The income brackets for IRA and Roth IRA contributions have also been updated for the 2020 tax year; more information can be found on the official IRS press release at irs.gov.

This is a great time to review your current retirement savings strategies to make sure you are taking full advantage of your tax deferral options.

Did You Know…?

by Elizabeth Wilson CPA, Vice President – Finance & Tax Services
The October 15 deadline for filing your 2018 tax return is quickly approaching. If you filed a six-month extension request by April 15, then your final return as well as any additional amount owed to the IRS is due.
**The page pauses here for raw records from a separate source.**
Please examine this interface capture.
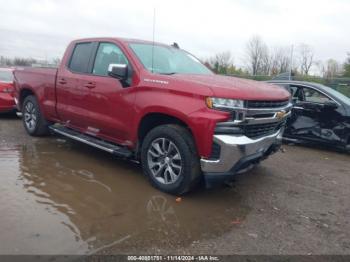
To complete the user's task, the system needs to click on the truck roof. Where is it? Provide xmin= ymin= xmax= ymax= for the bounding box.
xmin=73 ymin=37 xmax=170 ymax=46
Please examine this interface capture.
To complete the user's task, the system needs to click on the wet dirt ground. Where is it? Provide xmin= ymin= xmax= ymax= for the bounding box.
xmin=0 ymin=116 xmax=350 ymax=254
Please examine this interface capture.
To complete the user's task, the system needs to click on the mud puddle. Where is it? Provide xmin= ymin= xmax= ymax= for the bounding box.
xmin=0 ymin=119 xmax=250 ymax=254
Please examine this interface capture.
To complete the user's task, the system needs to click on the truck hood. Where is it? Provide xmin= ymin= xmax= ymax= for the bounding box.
xmin=169 ymin=74 xmax=290 ymax=101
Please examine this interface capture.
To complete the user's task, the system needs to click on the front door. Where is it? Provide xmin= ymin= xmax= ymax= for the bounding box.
xmin=82 ymin=42 xmax=135 ymax=143
xmin=286 ymin=86 xmax=341 ymax=142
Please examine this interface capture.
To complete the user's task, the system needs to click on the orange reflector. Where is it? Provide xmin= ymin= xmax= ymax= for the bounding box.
xmin=205 ymin=97 xmax=213 ymax=108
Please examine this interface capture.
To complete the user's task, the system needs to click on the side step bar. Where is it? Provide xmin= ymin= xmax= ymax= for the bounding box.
xmin=49 ymin=125 xmax=133 ymax=158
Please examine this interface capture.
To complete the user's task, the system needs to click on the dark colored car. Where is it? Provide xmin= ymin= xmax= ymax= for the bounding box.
xmin=0 ymin=68 xmax=16 ymax=113
xmin=269 ymin=80 xmax=350 ymax=151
Here are some things to keep in mind between now and then.

  • An extension to file your return does not also extend the amount of time you are given to pay your tax liability. Taxpayers with payments due when filing after the April 15th deadline should expect to pay both a late filing penalty and interest. If you are due a refund, there is good news – the late filing penalty is eliminated. For more information on how the IRS calculates penalties and interest, see the IRS website Tax Topics.
  • If you can’t pay what you owe the IRS in one lump sum, you may qualify for alternative payment options. For example, if you owe less than $50,000 you most likely qualify to apply for an installment agreement which gives you an extended period of time to meet your tax obligations. Refer to the IRS Newsroom for more information.
  • Self-employed individuals that have extended their return have until October 15 to fund their retirement plans. The IRS provides information on the various types of retirement plan options for self-employed individuals at IRS.gov.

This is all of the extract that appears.